# Universal remote



## gundy74 (Jan 12, 2007)

i read that a camera can be triggered using a universal TV remote in place of the proper IR remote.  does anyone know any codes for the Nikon D50? seems like something cool to try.

heres the link:
http://www.extremetech.com/article2/0,1697,1881540,00.asp


----------



## Sw1tchFX (Jan 12, 2007)

that's cool.


----------



## britonk (Jan 13, 2007)

You sure what you have read is not that a universal remote can fire a camera if you get the remote to "learn" the IR code from the original remote?

If you are going to try it don't forget the D50 needs to be in remote shoot mode (hold the clock button next to the shutter button and turn the control dial next to your right thumb).


----------



## RacePhoto (Jan 13, 2007)

britonk said:


> You sure what you have read is not that a universal remote can fire a camera if you get the remote to "learn" the IR code from the original remote?
> 
> If you are going to try it don't forget the D50 needs to be in remote shoot mode (hold the clock button next to the shutter button and turn the control dial next to your right thumb).




Nope, Yup, thanks for the tip on setting the camera. 

The article basically says this. 

Hold set button on the UNIVERSAL REMOTE until the led stays on, which means it's in search code mode. (that's the kind that you can program for almost any TV or VCR and other devices)

Then depending on the remote, some you use the channel +, some the volume +, some the power button, you press, press, press... until it does something. In the case of TVs usually shuts off the TV, with camera's I'd have no clue yet.

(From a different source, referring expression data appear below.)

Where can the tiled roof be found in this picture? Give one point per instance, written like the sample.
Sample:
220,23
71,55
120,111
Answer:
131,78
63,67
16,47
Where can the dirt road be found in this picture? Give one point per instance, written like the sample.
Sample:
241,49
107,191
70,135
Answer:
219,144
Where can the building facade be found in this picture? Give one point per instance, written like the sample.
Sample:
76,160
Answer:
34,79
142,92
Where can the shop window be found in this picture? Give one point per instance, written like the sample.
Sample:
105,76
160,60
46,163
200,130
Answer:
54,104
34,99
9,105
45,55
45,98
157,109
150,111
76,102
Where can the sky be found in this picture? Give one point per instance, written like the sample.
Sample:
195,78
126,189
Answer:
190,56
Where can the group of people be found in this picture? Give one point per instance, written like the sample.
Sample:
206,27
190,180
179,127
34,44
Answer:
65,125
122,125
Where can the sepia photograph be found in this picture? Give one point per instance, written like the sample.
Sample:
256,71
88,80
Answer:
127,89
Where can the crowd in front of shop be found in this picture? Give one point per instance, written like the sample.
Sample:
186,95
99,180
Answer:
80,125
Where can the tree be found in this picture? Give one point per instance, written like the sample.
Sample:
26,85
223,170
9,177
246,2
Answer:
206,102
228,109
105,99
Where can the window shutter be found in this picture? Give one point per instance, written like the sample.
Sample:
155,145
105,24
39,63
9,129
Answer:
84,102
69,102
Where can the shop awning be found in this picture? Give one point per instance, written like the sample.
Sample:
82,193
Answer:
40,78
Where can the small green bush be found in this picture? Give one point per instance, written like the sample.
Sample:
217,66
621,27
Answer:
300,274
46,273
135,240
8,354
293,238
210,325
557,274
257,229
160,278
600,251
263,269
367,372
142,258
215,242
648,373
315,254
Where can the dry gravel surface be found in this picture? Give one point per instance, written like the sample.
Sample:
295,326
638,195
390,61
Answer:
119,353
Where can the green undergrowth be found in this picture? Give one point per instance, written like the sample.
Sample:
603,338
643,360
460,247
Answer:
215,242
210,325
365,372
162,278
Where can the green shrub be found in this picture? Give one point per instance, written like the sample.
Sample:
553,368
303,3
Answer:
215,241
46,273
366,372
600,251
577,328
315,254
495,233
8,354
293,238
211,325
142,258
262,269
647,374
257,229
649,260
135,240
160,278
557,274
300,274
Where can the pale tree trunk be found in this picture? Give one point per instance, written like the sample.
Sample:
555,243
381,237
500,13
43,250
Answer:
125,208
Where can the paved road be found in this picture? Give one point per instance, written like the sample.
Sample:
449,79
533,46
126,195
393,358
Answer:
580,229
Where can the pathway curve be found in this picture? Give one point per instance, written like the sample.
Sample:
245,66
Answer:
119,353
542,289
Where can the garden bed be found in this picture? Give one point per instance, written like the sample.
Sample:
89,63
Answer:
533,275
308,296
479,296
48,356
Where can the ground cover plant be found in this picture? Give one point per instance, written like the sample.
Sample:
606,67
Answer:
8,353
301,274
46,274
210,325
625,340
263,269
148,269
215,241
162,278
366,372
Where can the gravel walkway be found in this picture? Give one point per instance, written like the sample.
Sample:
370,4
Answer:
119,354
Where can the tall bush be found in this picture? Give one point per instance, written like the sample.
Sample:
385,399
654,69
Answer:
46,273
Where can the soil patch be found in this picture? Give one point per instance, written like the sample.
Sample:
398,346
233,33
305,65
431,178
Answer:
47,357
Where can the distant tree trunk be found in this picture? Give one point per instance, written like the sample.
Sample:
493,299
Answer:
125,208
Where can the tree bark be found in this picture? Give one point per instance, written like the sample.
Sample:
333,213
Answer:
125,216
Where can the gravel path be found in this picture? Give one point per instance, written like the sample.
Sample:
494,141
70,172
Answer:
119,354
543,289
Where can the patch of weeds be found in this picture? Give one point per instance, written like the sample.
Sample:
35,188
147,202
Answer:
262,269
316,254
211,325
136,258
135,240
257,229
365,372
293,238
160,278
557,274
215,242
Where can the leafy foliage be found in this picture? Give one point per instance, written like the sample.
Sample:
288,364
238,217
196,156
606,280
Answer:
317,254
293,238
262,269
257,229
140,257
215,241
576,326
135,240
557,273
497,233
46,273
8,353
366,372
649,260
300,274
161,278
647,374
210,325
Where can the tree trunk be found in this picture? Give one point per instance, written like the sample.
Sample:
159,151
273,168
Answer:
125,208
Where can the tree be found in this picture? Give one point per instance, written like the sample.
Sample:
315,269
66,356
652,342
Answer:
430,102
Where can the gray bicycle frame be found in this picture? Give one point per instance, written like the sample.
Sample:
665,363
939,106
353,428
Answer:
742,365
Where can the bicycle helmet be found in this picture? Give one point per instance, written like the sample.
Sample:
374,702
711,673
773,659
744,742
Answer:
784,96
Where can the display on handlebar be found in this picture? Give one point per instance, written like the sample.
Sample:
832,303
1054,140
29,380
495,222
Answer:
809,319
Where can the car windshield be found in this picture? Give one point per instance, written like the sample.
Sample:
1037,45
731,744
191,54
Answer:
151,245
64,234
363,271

If it trips the shutter, there's magic in the air.

Then you press the SET button, and it saves the remote control with that particular IR device code. 

(You might try all this on that old Furby some day?)

The article goes on to say, you could set VCR for a different camera, and be able save that code as well.


ALSO: one comment said the searching through codes has been known to lock up a camera until the batter was removed.

Happy hunting!

This method might work on any device that has a remote IR control device enabled. Sounds like fun.

ps Really on the cheap, I've seen universal remotes at Dollar Tree and other stores for a buck. I'm not always confident about dollar toys, but it's sure cheap fun?


----------



## fmw (Jan 13, 2007)

Can I get my D50 to play MP3's?


----------